The Manchester Museum is completely free to visit, and its proximity to the city center makes it an accessible stop for those on a walking or cultural tour around town.
Things to Know Before You Go
The Manchester Museum is the largest university museum in the country and has one of England’s most significant Egyptian artifact collections.
A destination for architecture buffs, the Manchester Museum occupies a building designed by Alfred Waterhouse, who also created Manchester Town Hall.

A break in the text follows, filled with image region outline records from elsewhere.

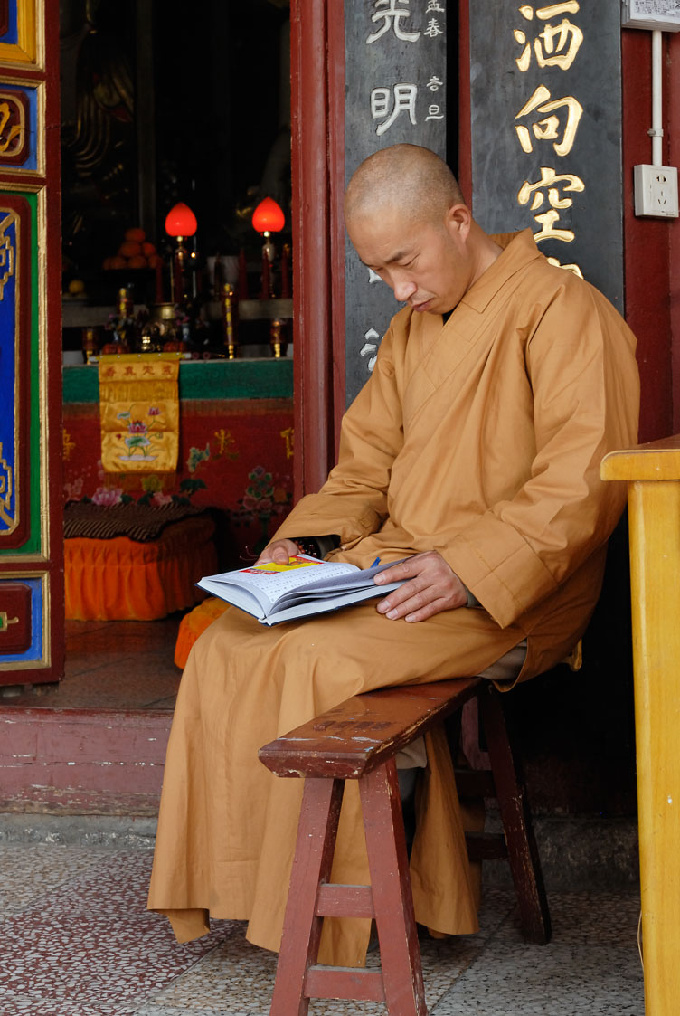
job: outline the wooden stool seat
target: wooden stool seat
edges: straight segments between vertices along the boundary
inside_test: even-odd
[[[425,1016],[395,755],[475,695],[505,829],[501,852],[511,862],[523,932],[533,942],[549,940],[531,817],[493,686],[482,678],[460,678],[356,695],[260,750],[277,775],[304,777],[272,1016],[303,1016],[311,998],[380,1001],[390,1016]],[[346,779],[359,783],[369,886],[329,882]],[[477,837],[472,843],[476,853],[480,842]],[[481,853],[500,855],[483,846]],[[382,969],[319,966],[324,916],[375,918]]]

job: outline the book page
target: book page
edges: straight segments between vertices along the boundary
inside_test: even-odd
[[[285,593],[304,588],[317,580],[323,584],[327,579],[333,580],[358,571],[356,565],[320,561],[307,554],[298,554],[290,558],[287,565],[253,565],[251,568],[240,568],[220,575],[209,575],[202,578],[198,585],[258,617],[259,613],[247,606],[252,597],[260,605],[261,613],[267,615]],[[247,594],[246,601],[236,590]]]
[[[387,586],[377,586],[373,582],[373,576],[378,575],[379,572],[385,571],[387,568],[401,564],[405,560],[406,558],[401,558],[399,561],[388,561],[385,564],[373,565],[370,568],[354,568],[353,571],[340,575],[331,575],[326,571],[319,572],[318,578],[315,578],[314,575],[312,576],[315,579],[314,581],[305,582],[303,586],[296,584],[293,588],[281,593],[276,600],[275,610],[278,611],[283,607],[290,607],[292,604],[308,602],[320,596],[349,592],[352,589],[375,588],[377,592],[373,595],[378,595]],[[396,589],[397,586],[402,584],[403,580],[397,582],[392,588]]]

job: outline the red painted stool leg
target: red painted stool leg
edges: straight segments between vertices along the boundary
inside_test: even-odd
[[[270,1016],[307,1016],[307,971],[317,961],[320,882],[331,877],[344,790],[342,779],[305,779]]]
[[[488,684],[479,692],[479,704],[520,908],[522,934],[527,942],[545,945],[552,934],[550,911],[524,775],[507,734],[501,694]]]
[[[388,1012],[426,1016],[395,760],[361,777],[359,790]]]

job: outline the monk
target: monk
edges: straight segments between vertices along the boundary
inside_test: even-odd
[[[268,628],[228,609],[185,670],[149,907],[180,941],[208,917],[279,946],[302,780],[257,757],[351,695],[478,674],[503,688],[557,663],[583,634],[625,499],[600,461],[636,440],[634,338],[592,285],[548,264],[531,231],[491,237],[427,149],[378,151],[347,188],[361,260],[405,306],[348,409],[338,463],[260,562],[318,539],[368,567],[377,600]],[[427,737],[411,852],[416,919],[477,929],[477,896],[441,735]],[[407,760],[408,763],[409,760]],[[349,781],[333,881],[368,880]],[[321,962],[360,965],[369,922],[326,919]]]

The museum space is fully accessible to all visitors.
How to Get There
The Manchester Museum is located within walking distance of Oxford Road station and is accessible via numerous local bus routes, including the 15, 41, 42, 43, 140–143, and 147. The museum also hosts secure bicycle parking, and the Booth Street West parking lot is nearby. For those on foot, it’s only a 15- to 20-minute walk from the city center.
When to Get There
The Manchester Museum is open daily 10am–5pm. The museum is currently in the midst of an in-depth renovation—its “hello future” initiative, set to conclude in 2021—that will add a new exhibition hall, a South Asia Gallery, a Chinese Culture Gallery, and more. Some existing galleries and other areas will be closed during the renovation process; prior to your visit, check to see which parts of the museum remain accessible to visitors.
The University of Manchester
As the Manchester Museum is located amidst the University of Manchester’s buildings, it’s worth coupling your explorations with a stroll around the campus. Nearby historical stops include Whitworth Hall, the Beyer Building, and other highlights of the Old Quad.